LitCharts assigns a color and icon to each theme in The Girl Who Drank the Moon, which you can use to track the themes throughout the work.
Family and Love
Storytelling, Censorship, and Control
Memory, Forgetting, and the Future
Sorrow vs. Hope
Summary
Analysis
The parent chastises the child for asking too many questions about what the Witch does to the kidnapped children. They say that people can’t ask because it hurts too much. They recount how their mother believed that the Witch eats children’s souls, while their grandmother believed that the Witch keeps kids as slaves. In both cases, the parent believes that the children would’ve escaped and returned, so neither story must be true. The parent says that sometimes, they dream about their baby who was sacrificed. He’d be 18 now, and the parent had a dream that their son kissed a girl. The parent denies that they’re crying.

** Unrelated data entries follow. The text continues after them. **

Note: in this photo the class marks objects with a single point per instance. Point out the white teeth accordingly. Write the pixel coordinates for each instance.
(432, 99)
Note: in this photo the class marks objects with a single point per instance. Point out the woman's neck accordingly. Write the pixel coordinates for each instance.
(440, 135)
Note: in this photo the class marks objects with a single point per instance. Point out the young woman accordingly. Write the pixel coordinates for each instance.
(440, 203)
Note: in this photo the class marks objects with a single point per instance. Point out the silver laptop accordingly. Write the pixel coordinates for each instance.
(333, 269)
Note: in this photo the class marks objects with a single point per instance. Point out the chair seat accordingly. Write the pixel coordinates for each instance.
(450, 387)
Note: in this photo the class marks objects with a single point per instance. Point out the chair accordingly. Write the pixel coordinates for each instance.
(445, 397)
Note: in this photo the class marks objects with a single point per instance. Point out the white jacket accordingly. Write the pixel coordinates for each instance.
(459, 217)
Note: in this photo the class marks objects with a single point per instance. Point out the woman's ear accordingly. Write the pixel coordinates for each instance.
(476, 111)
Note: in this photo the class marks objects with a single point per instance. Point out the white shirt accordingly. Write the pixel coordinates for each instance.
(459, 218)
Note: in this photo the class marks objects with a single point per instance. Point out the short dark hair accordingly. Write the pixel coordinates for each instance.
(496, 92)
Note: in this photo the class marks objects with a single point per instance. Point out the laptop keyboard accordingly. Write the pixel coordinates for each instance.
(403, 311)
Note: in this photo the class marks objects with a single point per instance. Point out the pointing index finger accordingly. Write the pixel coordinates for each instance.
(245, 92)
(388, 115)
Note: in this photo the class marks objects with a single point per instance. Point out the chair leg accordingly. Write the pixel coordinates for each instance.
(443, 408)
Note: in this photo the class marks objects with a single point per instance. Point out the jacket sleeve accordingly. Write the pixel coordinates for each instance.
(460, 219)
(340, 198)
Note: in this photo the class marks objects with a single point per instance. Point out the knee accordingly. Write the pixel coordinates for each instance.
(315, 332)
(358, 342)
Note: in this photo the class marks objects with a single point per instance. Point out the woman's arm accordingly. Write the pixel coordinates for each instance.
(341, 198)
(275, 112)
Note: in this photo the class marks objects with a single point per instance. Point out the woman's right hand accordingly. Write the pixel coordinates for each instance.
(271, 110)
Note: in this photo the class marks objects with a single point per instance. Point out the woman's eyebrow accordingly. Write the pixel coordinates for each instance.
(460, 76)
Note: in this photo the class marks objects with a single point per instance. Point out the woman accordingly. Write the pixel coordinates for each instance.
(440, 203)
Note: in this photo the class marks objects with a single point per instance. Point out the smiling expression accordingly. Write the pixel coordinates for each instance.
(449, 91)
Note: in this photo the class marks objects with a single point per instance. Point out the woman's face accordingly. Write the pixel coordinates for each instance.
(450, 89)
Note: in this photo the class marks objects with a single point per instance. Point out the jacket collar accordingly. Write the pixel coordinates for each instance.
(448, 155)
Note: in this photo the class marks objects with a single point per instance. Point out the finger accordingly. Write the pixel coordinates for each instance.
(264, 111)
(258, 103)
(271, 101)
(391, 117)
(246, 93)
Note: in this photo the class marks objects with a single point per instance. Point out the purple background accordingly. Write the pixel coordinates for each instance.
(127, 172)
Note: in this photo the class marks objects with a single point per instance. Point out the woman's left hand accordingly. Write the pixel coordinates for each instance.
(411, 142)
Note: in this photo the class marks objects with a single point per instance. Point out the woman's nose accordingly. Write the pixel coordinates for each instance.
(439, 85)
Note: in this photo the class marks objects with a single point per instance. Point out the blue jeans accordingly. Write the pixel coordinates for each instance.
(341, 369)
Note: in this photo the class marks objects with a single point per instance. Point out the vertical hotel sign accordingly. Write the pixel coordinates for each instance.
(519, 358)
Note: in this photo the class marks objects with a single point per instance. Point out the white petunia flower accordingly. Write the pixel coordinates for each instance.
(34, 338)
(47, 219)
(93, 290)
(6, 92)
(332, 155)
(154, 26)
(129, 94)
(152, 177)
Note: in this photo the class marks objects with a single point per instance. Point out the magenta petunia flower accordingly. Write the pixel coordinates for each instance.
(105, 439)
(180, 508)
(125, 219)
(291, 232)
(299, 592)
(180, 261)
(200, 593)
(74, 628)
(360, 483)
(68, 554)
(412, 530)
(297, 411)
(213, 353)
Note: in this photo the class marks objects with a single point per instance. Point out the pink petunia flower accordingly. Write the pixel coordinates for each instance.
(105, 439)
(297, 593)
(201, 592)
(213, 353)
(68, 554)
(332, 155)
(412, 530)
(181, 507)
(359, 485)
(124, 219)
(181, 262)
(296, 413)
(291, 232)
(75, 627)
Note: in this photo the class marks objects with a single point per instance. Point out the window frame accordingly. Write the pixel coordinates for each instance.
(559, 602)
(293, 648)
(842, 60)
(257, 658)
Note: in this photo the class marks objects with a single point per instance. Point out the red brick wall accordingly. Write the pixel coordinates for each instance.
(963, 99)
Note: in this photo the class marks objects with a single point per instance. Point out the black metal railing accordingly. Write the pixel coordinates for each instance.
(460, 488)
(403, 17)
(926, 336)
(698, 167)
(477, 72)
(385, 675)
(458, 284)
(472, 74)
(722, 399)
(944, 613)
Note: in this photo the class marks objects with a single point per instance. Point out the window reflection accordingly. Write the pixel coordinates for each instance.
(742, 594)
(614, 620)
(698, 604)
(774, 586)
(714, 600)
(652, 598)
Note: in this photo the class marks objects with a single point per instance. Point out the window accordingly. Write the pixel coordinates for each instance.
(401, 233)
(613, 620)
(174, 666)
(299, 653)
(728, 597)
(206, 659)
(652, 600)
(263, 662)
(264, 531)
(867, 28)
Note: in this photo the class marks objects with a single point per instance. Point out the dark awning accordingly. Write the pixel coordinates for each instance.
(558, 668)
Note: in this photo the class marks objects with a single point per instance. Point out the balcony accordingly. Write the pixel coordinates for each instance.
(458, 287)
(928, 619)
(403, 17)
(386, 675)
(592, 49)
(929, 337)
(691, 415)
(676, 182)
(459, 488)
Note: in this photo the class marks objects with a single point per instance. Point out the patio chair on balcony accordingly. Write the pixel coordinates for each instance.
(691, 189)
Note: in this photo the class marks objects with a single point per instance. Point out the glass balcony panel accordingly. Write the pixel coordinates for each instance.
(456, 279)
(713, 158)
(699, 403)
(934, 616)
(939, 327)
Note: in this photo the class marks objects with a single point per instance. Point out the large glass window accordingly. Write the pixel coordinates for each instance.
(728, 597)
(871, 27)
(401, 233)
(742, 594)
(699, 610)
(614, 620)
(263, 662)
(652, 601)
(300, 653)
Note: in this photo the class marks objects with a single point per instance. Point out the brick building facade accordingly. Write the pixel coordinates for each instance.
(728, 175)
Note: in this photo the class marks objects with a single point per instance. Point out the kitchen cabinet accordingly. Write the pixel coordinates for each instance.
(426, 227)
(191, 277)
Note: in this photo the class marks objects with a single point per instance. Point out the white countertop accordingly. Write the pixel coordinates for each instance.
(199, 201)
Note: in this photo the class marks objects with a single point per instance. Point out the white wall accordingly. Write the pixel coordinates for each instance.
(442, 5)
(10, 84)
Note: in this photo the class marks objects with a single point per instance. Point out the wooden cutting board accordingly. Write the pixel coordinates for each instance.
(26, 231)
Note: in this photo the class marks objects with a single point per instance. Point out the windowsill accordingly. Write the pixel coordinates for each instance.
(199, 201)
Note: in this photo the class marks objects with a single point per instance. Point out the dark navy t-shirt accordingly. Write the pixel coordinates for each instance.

Because the parent often takes a brisk tone with the child, it’s telling here that they get teary at the thought of their grown son moving through life. This suggests that the grief of losing a child isn’t something that disappears, at least in the Protectorate—it’s still raw enough to make parents cry two decades later. This means that there are a number of other parents who also live with this grief, something that will inevitably drag down morale in the Protectorate and potentially lead to a change in the practice of sacrificing babies.